Some books are designed to get a reader thinking. This book couldn't help but grab my mind to think of possibilities and applications.
Daniel Coyle's The Talent Code is a book I've meant to read for the longest time. Ever since stumbling upon his other work, The Culture Code, I couldn't help but notice how many other authors mentioned this specific title from among the books he's written.
The Talent Code delves into what—at least to me—is a fascinating world: of how the brain works, of memory, of learning, of aptitude, of talent. One thing this book is not: it is definitely not about genius as a native state, only a skill developed by deep learning. I find the ideas and discoveries about that knack of learning which fascinate me.
It all comes down to what neurologists call myelin, and a concept Coyle repeats, like a mantra, throughout the 267 pages of the updated version of his 2009 book: "Skill is a cellular insulation that wraps neural circuits and that grows in response to certain signals." It's those signals I want to learn more about, learn how to apply to my own projects and, to some extent, the rest of my life.

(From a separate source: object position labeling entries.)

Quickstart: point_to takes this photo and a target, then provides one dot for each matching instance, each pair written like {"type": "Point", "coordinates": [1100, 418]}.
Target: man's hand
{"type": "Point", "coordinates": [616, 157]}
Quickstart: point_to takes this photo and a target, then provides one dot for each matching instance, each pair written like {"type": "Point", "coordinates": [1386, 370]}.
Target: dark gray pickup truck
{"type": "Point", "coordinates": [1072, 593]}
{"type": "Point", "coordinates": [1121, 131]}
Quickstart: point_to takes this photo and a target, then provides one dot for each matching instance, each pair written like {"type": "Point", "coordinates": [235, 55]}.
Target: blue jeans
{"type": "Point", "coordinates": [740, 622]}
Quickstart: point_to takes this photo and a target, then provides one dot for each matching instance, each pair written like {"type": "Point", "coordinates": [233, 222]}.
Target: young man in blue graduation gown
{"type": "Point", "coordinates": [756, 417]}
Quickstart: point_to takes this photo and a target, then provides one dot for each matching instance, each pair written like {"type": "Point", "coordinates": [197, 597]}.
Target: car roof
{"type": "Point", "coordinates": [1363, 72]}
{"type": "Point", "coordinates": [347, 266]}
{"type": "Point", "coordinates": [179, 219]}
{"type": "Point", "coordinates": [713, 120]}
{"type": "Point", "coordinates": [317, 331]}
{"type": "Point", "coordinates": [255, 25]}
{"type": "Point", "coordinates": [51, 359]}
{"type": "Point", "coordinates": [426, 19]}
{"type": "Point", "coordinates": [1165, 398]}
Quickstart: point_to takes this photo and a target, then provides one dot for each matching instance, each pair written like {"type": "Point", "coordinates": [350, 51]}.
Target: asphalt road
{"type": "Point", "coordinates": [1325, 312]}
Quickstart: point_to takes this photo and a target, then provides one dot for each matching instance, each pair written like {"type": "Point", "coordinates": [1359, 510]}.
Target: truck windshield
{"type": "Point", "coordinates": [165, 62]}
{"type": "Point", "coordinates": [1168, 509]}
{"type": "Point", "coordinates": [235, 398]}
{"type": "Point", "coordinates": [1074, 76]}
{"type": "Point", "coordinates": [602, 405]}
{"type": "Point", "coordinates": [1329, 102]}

The cellular insulation Coyle speaks of is myelin, the essence which wraps itself in protection around nerve messaging pathways as we learn and develop skills. It's not just for Einsteins or child prodigies, or even soccer players or violin virtuousos—though he does examine such examples from what he calls "hotbeds" of talent around the world.
The book leads the reader through a tour of scientific discoveries in layman terms, outlaying the factors that help us learn—and remember—any number of skills. The tour touches on—and, in some cases, debunks—a wide variety of concepts, from "nature versus nurture" to the "ten thousand hours" of practice, to why poverty-stricken inner city centers in Brazil or Russia, for example, turn out world-class athletes.
My aspirations, of course, are not so lofty. No matter how much myelin I might manage to lay down on the right neural pathways, I will never be a tennis champ. But I can perfect my investigative skills and hone in on more effective research approaches—my prime motivation for reading this book. Since I'm already fascinated with the fields of psychology and education, I can't help but see what discoveries mentioned in the book can cross-apply to my own business projects. There is certainly much to be considered in the worlds Daniel Coyle explores for readers of The Talent Code.